Researchers from Skoltech have found a way to help computer vision algorithms process satellite images of the Earth more accurately even with very limited data for training. This will make various remote sensing tasks easier for machines and ultimately the people who use their data. The paper outlining the new results was published in the journal Remote Sensing.
Researchers have been using computer vision and machine learning techniques to help with environmental monitoring for a while now. Tasks that may seem tedious and prone to human error are normally a piece of cake for algorithms. But before a neural network can successfully, say, discriminate between the kinds of trees in a forested area, it needs to be trained, and therein lies a challenge.
Satellite images are not your average cell phone photos, which you can take by the dozen in a moment: There are only so many shots available per orbit, the resolution is limited, and clouds can always get in the way. So, getting enough well-labeled images to train a neural network can be a nuisance, and scientists and engineers have created workarounds in the form of image augmentation.
"While they are very powerful, neural networks demand a lot of training data to achieve top results. Unfortunately, in practical tasks, we usually don't have enough data. To overcome this issue, data scientists apply various techniques that artificially increase datasets. One of the most popular methods is called image augmentation. It transforms images to add variability," Sergei Nesteruk, Skoltech PhD student and co-author of the paper, explains.
Skoltech Professor Ivan Oseledets and his colleagues developed an augmentation method called MixChannel for multispectral satellite images. This method is based on substituting bands from original images with the same bands from images of another date covering the same area.
"It is easy to use image augmentation for generic RGB images. But multispectral data is very complicated, and there was no efficient way to augment it. MixChannel is the novel augmentation technique designed to work specifically with multispectral data," Svetlana Illarionova, another co-author of the paper and Skoltech PhD student, says.
To test their approach, the team used Sentinel-2 satellite images of conifer and deciduous boreal forests in the Arkhangelsk region of northern European Russia to train a convolutional neural network to classify these forests. "A straightforward approach for training a CNN classification model is to take a set of available satellite images for a given territory during a period of active vegetation. The training set is constructed by taking a random patch of a large image. ... However, if we test the obtained model on an image taken on a date that was not included in the training set, the accuracy can drop dramatically," the authors write.
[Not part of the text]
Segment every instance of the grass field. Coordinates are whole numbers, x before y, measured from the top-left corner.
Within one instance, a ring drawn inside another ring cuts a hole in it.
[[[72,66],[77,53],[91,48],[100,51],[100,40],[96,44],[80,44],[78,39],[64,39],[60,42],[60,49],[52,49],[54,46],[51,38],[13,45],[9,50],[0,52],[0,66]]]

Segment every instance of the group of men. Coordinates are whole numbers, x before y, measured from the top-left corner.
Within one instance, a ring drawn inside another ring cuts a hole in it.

Since it is normally quite cloudy in the Arkhangelsk region, the number of satisfactory satellite images was severely limited - to just six, in fact. But despite the small sample size, the new approach outperformed state-of-the-art solutions when tested with three neural networks, and, as the authors note, it can be combined with other augmentation methods for even more training data.
Other remote sensing-related tasks this approach can help with include various environmental studies and precision agriculture - basically whenever you have medium spatial resolution data and not a lot of images available. In further work, scientists will expand the method to deal with more land cover types and larger areas with different environmental conditions.